Thank you @brettdbrewer for the comments, I will check the ones on Discord too and copy anything useful to reply here.

katarinasupe commented 1 year ago

@brettdbrewer raised concerns regarding the capitalization of properties. Once we discuss this, tolower() might be added to all string properties.

brettdbrewer commented 1 year ago

I don't think tolower() will be needed as the issue is with property values, not property/node/relationship names. Said another way, the issue isn't with the schema definition, it is in the Cypher query generated by the LLM. E.g. for the query "Who was killed by magic?" in the GoT dataset, the LLM would need to create the following Cypher query "MATCH (killer:Character)-[k:KILLED]->(victim:Character) WHERE toLower(k.method) = 'magic' RETURN victim.name" to get the right answer since "Magic" is capitalized in the dataset for that relationship property. I think we can divorce this issue from the schema definition and address it as a solution problem any developer will have to (potentially) solve in their solution.
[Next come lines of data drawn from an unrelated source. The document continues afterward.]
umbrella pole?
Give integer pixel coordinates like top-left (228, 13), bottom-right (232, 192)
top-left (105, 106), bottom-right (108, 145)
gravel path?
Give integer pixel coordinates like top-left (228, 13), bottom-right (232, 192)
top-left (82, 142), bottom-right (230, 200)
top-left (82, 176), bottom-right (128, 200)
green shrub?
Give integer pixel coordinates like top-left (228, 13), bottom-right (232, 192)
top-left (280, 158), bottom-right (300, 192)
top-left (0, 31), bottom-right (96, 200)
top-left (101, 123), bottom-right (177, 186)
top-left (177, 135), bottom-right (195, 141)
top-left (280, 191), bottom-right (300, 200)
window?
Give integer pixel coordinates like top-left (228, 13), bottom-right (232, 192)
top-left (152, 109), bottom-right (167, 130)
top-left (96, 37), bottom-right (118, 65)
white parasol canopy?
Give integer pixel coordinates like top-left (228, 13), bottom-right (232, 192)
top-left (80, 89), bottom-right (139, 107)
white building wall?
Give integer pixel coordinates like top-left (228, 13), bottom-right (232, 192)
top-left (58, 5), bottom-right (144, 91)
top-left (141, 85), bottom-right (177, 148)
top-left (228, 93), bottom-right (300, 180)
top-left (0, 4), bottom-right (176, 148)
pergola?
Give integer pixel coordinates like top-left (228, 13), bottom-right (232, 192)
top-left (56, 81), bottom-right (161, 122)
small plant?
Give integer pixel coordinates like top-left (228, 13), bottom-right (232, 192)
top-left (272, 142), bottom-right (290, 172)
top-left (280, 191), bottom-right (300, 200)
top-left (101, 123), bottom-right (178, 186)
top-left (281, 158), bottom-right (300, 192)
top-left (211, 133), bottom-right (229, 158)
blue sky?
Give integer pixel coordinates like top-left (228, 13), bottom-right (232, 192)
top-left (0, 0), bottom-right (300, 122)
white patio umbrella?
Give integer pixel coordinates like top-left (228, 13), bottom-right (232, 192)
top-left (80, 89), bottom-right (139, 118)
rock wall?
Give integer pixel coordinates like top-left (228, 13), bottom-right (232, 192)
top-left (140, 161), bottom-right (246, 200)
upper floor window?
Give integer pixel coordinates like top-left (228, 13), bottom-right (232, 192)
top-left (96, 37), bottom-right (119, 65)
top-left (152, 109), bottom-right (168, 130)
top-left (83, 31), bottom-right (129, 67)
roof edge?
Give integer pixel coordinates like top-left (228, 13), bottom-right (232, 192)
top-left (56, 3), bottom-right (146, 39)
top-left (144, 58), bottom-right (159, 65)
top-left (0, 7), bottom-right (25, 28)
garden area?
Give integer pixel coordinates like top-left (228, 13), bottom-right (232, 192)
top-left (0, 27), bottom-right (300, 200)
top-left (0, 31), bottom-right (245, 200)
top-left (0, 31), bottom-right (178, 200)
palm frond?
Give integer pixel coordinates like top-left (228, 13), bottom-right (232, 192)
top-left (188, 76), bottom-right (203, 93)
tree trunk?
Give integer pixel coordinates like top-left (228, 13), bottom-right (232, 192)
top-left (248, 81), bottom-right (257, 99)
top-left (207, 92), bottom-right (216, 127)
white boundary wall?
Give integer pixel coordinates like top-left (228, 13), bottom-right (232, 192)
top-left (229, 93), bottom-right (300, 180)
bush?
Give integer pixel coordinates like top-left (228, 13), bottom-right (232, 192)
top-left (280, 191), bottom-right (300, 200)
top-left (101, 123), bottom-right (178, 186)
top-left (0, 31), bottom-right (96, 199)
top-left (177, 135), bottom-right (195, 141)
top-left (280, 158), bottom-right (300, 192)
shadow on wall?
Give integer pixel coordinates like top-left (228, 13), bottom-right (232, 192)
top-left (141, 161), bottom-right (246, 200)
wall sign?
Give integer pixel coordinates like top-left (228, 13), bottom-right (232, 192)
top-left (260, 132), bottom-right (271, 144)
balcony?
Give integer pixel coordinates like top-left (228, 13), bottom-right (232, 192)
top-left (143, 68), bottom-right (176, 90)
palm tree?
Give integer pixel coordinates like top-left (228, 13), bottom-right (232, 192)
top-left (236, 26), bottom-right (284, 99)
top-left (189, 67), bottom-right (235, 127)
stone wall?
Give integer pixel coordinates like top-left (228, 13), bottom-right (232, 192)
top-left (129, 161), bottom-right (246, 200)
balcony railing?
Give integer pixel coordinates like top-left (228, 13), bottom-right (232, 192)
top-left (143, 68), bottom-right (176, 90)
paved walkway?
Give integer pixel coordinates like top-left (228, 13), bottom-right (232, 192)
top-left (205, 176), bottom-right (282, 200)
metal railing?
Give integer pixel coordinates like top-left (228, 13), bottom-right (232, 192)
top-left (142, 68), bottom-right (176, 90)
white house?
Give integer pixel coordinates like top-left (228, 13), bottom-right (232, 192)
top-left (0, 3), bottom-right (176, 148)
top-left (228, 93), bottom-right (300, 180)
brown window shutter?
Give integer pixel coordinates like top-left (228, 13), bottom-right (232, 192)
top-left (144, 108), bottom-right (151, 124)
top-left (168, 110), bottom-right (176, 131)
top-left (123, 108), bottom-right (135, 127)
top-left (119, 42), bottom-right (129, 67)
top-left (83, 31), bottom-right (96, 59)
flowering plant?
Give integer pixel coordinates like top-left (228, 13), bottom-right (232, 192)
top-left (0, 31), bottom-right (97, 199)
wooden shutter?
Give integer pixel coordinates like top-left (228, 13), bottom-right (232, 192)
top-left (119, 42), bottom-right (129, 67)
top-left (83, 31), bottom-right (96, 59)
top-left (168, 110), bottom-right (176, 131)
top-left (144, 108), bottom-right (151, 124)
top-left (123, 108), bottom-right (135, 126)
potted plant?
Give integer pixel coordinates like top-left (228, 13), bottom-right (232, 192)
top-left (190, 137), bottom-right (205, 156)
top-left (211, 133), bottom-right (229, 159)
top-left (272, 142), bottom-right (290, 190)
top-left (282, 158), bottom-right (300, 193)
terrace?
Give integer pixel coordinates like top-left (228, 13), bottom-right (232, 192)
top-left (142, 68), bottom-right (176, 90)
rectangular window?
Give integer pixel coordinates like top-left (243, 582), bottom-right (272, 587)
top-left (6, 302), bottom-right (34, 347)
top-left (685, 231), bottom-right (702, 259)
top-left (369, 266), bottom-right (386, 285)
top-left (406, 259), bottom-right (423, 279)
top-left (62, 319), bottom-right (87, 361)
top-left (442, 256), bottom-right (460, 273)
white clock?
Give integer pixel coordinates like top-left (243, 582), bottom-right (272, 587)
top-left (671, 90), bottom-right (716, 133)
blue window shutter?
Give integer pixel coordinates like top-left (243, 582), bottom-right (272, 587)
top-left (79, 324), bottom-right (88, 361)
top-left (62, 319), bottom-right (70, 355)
katarinasupe commented 1 year ago

I added a 'fix' for multiple labels according to @brettdbrewer's suggestion. Here is what it looks like for the above example now: Screenshot 2023-06-27 at 13 59 56 Screenshot 2023-06-27 at 14 00 10 Screenshot 2023-06-27 at 14 00 16

Besides that, I restructured the code a bit to follow the MAGE codebase and improved the docstring according to the documentation. I will update the documentation based on these changes.